Mia frissonna. Cette fois, cela n'avait été qu'un hurlement. Pourtant, il résonnait encore à ses oreilles, comme porté par mille échos. Pas une nuit ne passait sans que la mort de son père revienne la hanter.
Un père dont le visage s'était effacé peu à peu de sa mémoire. Seul un nom subsistait, que Mia psalmodiait chaque soir, effrayée de l'oublier.
Martian. Martian. Martian.
Et avec ce nom venait une vérité bien plus essentielle. Dangereuse. Mortelle.
Martian d'Irlondor.
On avait tenté de la lui faire oublier, mais elle était restée fermement ancrée dans son esprit, dernier vestige de son passé.
Mia ne se rappelait pas son arrivée à Vorne. Seul son réveil dans la petite chambre de l'auberge Au Joyeux Ménestrel lui revenait en tête, bien que les détails se fussent altérés au fil du temps. Une jeune femme à la longue chevelure auburn se tenait à son chevet et lui avait dit se prénommer Laria. Son époux, Arthur, la rejoignit peu après. Il s'assit en face de Mia, déboussolée et apeurée, et lui posa une simple question.

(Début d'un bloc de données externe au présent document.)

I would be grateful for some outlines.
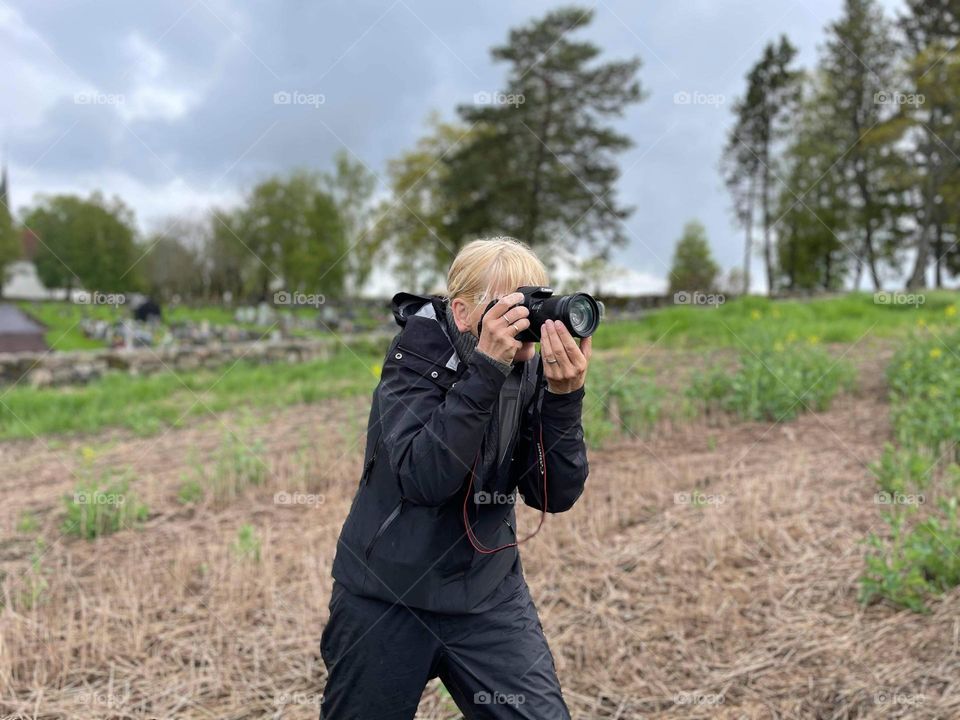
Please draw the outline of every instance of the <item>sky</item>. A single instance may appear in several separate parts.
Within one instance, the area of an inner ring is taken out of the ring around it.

Sa voix rocailleuse résonna dans l'étroite pièce.
— Quel est ton nom ?
— Je suis Miana d'Irlondor, fille de Martian d'Irlondor, souverain du royaume, répondit la fillette en redressant la tête, assurance et fierté rejaillies dans ses yeux émeraude.
Une gifle retentissante lui arracha un cri. La joue brûlante, elle manqua d'éclater en sanglots.
— Je te pose une seule question, petite. Tu veux vivre ?
Miana le fixa, interloquée. À dire vrai, elle-même ne connaissait pas la réponse à sa question. Son monde s'était effondré dans la violence et le sang en une seule nuit. Et son père... Son père n'était plus. Ne ferait-elle pas mieux de le rejoindre ? Cependant, effrayée par le regard perçant d'Arthur, elle acquiesça.
— Alors je veux pas que tu dises ton nom à quiconque. Jamais, t'entends ? Tu seras Mia, notre nièce, c'est tout. Compris ?
La fillette éplorée hocha précipitamment la tête.
— Ton nom ? redemanda Arthur.
— M-Mia.
— C'est tout ?
— Oui.
— T'en es sûre ?
— Oui.
L'aubergiste eut l'air satisfait. Il s'éloigna, laissant sa femme avec la fillette. Laria n'avait pas bronché durant l'interrogatoire. Elle savait que son identité devait rester secrète, que sa survie en dépendait, mais la détresse de l'orpheline la touchait profondément.
— Ton père est mort pour te laisser vivre, lui murmura-t-elle avec douceur. Si tu dis qui tu es, son sacrifice aura été vain. On veillera sur toi, Mia, mais ne révèle jamais ton identité.
Ses bras se fermèrent autour du corps menu de la fillette qui se sentit enfin en sécurité et laissa libre cours au grief qui l'habitait. C'était l'étreinte d'une mère qu'elle n'avait pas connue, une promesse d'affection et de tendresse.
L'appel de son prénom tira brusquement Mia de ses souvenirs. Baissant les yeux, elle aperçut un jeune homme au teint hâlé et à la large carrure qui lui faisait signe. Un sourire fendit son visage à la vue de Nataniel. Son expression s'assombrit cependant quand elle vit l'air grave de son ami. Elle s'empressa de descendre de son promontoire de prise en prise, avec une facilité et agilité déconcertantes.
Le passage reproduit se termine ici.